Destinations: Caribbean/Belize

My experiences in Belize -

 

As a fly fisher interested in saltwater, I had an opportunity to go to Belize in May or June of 1984. The trip was organized by George Anderson, owner of Yellowstone Anglers. I went with Mike Lawson who I had been friends with since he opened Henry's Fork Anglers in 1976, at the time had never been to Belize and had not done much fishing in saltwater. Mike and George were good friends and both of them were kids at heart so I looked forward to both the fishing and stories I had never heard...I was not disappointed.

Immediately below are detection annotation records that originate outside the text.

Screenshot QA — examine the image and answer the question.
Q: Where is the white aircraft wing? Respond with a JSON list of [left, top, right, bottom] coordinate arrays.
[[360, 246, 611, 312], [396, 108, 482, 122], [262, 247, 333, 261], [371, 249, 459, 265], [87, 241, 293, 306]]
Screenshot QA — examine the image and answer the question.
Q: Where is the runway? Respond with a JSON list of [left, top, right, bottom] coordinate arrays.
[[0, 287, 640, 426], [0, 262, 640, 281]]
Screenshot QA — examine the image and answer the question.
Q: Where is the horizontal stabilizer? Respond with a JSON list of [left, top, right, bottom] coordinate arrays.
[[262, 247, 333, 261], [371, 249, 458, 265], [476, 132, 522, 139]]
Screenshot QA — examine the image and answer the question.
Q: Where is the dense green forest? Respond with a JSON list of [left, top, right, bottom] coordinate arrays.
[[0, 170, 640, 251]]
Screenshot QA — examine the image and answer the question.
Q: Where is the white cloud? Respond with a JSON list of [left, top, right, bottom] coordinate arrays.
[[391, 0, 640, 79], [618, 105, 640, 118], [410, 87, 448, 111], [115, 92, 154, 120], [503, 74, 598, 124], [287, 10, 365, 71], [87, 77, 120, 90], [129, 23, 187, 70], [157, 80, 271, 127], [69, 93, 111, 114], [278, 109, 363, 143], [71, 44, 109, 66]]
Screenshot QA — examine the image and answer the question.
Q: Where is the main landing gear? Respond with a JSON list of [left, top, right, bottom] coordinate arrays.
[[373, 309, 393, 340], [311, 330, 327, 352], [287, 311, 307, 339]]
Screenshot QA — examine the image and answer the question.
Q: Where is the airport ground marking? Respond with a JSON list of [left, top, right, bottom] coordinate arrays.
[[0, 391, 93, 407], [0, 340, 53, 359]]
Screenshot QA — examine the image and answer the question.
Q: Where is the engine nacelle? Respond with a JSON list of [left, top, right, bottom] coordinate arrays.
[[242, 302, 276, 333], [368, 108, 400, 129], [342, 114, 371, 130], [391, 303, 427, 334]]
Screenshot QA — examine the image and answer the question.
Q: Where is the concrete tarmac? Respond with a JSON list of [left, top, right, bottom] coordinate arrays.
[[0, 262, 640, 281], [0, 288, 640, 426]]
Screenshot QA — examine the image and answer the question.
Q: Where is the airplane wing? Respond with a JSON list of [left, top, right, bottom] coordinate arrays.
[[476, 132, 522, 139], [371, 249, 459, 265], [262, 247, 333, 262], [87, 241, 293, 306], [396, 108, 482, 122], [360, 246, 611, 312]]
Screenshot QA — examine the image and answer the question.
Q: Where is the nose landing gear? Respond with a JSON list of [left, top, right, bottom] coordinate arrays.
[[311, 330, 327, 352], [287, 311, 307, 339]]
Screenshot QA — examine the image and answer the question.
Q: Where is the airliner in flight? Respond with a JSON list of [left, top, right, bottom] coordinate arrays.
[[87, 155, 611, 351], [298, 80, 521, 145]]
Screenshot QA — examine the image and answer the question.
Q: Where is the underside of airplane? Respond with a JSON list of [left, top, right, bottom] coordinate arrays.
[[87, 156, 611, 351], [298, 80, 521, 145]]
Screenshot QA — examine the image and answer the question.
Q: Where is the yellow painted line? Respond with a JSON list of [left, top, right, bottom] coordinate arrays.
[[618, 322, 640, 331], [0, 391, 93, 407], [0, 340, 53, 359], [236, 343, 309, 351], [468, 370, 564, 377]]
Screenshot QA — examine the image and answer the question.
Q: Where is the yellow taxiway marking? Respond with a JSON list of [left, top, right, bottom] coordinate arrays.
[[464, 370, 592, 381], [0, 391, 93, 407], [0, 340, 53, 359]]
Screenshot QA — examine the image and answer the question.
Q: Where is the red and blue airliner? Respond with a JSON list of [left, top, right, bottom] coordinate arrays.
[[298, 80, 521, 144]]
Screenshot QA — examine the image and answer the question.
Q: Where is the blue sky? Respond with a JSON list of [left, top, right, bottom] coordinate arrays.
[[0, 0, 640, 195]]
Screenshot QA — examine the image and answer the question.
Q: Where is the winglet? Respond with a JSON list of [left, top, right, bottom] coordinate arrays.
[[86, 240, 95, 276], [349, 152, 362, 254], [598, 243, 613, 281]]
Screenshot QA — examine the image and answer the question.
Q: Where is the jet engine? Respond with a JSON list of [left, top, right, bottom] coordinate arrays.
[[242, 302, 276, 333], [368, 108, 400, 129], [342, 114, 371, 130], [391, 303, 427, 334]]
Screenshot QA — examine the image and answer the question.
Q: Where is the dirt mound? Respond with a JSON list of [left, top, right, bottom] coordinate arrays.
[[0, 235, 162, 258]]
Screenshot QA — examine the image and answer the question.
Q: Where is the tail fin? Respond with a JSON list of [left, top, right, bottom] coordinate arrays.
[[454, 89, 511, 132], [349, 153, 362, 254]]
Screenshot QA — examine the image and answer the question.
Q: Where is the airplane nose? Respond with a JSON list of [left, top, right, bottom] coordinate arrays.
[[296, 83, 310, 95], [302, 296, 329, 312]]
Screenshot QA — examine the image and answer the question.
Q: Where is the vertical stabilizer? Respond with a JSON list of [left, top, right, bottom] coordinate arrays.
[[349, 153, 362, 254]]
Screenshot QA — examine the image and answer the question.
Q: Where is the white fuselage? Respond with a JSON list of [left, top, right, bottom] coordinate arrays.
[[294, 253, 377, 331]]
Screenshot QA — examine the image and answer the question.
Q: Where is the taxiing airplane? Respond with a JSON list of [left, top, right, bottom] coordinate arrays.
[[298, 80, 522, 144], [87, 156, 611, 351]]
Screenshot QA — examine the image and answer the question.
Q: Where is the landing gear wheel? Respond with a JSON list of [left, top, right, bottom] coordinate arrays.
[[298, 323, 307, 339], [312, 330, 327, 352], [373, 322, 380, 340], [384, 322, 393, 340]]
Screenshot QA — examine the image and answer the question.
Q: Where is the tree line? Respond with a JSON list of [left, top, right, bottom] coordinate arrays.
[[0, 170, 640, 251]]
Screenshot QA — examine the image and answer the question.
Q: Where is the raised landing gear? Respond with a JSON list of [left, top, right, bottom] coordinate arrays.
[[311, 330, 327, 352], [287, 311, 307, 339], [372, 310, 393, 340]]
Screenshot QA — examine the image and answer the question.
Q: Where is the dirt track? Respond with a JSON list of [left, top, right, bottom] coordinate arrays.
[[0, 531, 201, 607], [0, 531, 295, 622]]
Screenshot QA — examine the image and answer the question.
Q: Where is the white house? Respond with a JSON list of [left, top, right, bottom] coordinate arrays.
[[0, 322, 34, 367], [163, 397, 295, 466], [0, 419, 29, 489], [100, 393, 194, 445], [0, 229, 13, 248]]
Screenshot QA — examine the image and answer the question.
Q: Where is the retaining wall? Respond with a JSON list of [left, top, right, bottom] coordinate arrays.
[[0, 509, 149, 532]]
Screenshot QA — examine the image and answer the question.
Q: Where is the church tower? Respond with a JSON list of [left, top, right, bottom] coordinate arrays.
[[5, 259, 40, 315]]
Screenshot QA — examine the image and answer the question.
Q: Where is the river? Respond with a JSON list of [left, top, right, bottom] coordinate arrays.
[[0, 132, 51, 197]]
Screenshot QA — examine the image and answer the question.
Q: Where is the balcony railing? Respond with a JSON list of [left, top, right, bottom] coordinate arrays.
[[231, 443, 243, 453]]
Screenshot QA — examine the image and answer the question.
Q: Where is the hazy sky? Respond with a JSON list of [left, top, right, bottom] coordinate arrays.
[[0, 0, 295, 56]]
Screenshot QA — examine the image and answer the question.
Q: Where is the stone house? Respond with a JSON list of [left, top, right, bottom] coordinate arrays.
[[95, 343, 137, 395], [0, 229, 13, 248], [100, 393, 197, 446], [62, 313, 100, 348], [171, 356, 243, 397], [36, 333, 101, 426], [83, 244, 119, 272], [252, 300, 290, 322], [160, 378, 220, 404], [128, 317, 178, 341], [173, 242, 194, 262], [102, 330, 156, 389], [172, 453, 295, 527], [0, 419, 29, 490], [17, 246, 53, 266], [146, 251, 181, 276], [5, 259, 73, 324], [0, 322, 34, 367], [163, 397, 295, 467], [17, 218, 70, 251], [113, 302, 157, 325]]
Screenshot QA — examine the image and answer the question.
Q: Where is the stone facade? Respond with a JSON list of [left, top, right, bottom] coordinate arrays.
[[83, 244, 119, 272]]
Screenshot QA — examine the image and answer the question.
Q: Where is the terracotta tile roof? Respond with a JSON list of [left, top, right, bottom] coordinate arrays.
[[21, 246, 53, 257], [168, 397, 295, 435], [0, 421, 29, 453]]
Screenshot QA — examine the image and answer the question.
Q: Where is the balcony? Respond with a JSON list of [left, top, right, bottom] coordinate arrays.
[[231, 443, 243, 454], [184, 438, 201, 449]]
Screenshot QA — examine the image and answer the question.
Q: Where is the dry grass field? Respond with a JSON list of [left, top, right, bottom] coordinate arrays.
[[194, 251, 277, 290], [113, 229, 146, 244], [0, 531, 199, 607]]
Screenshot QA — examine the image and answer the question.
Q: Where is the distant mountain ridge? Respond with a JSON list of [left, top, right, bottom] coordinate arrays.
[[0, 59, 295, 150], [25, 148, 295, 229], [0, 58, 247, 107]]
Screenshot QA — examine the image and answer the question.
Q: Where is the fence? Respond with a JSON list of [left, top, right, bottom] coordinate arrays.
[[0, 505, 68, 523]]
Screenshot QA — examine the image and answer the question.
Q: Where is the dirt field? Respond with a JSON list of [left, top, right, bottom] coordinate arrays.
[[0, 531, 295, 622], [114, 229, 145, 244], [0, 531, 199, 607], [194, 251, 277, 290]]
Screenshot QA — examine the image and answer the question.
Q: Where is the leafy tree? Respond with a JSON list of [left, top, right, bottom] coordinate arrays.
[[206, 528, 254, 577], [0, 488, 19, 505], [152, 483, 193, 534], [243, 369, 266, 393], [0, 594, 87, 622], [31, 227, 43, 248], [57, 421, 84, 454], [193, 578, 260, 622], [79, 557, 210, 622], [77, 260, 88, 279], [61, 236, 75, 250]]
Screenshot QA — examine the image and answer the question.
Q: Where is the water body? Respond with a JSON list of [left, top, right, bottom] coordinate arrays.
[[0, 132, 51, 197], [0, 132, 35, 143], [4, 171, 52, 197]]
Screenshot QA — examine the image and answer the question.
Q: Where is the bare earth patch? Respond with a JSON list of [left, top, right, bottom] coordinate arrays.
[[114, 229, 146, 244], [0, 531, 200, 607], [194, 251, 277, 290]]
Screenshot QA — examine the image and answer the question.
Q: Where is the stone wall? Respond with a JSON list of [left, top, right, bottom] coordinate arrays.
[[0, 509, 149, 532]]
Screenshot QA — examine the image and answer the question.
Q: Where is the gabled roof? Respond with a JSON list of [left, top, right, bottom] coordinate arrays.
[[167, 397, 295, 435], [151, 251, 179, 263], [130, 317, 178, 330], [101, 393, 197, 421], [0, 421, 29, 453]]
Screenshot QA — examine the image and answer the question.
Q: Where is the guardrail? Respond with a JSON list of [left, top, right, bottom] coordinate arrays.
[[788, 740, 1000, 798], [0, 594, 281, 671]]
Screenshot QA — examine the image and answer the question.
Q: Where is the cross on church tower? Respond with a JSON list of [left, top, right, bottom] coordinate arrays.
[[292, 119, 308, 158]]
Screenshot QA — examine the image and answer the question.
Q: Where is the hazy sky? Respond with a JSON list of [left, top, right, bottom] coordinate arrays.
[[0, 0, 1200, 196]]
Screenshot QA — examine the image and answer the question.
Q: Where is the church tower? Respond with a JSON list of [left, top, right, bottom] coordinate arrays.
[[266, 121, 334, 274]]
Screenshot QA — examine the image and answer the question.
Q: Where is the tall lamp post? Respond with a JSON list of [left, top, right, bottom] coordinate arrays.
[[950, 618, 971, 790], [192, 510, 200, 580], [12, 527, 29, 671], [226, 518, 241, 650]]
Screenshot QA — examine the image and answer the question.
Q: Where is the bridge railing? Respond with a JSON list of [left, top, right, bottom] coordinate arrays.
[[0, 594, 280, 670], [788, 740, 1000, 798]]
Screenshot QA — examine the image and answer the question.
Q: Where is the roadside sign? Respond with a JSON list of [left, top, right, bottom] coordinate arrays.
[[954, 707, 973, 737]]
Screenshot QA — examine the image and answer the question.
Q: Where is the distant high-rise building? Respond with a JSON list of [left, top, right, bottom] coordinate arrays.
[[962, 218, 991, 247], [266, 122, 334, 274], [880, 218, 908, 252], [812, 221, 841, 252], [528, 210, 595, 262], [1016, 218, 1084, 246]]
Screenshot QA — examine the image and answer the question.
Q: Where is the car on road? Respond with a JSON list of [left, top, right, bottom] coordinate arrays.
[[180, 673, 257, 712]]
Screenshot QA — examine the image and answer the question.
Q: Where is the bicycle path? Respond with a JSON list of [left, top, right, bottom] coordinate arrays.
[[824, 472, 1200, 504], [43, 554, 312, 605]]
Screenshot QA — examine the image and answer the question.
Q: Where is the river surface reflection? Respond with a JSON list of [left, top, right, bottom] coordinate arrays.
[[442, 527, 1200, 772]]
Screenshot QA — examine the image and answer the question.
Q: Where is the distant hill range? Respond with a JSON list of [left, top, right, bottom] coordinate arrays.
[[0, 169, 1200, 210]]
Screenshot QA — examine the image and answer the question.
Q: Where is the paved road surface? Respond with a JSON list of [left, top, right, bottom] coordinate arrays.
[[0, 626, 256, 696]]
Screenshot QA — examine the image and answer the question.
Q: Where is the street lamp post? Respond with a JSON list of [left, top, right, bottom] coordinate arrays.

Mike and I met in Houston and flew together to Belize City and from there on to Ambergris Caye. We would be staying at El Pescador Lodge in what was then one of the very few fly fishing lodges in Belize. The only other one I was aware of was Turneffe Flats Lodge and I am not even sure it was even operational that year.  El Pescador was owned then by the original founders, Juergen and Kathleen Krueger. The opened the lodge in 1974 and may have been the first real fly fishing lodge in all of Belize. All that was there then was the main lodge building and a boat dock. Since then, many improvements and buildings have been added. Our group of 6-8 filled the whole place up. I could maybe write a book about the 5-6 days we fished there and will probably have a few stories elsewhere on this site. We had good weather, good fishing and it was one of the very best experiences I have ever had as a fly fisher.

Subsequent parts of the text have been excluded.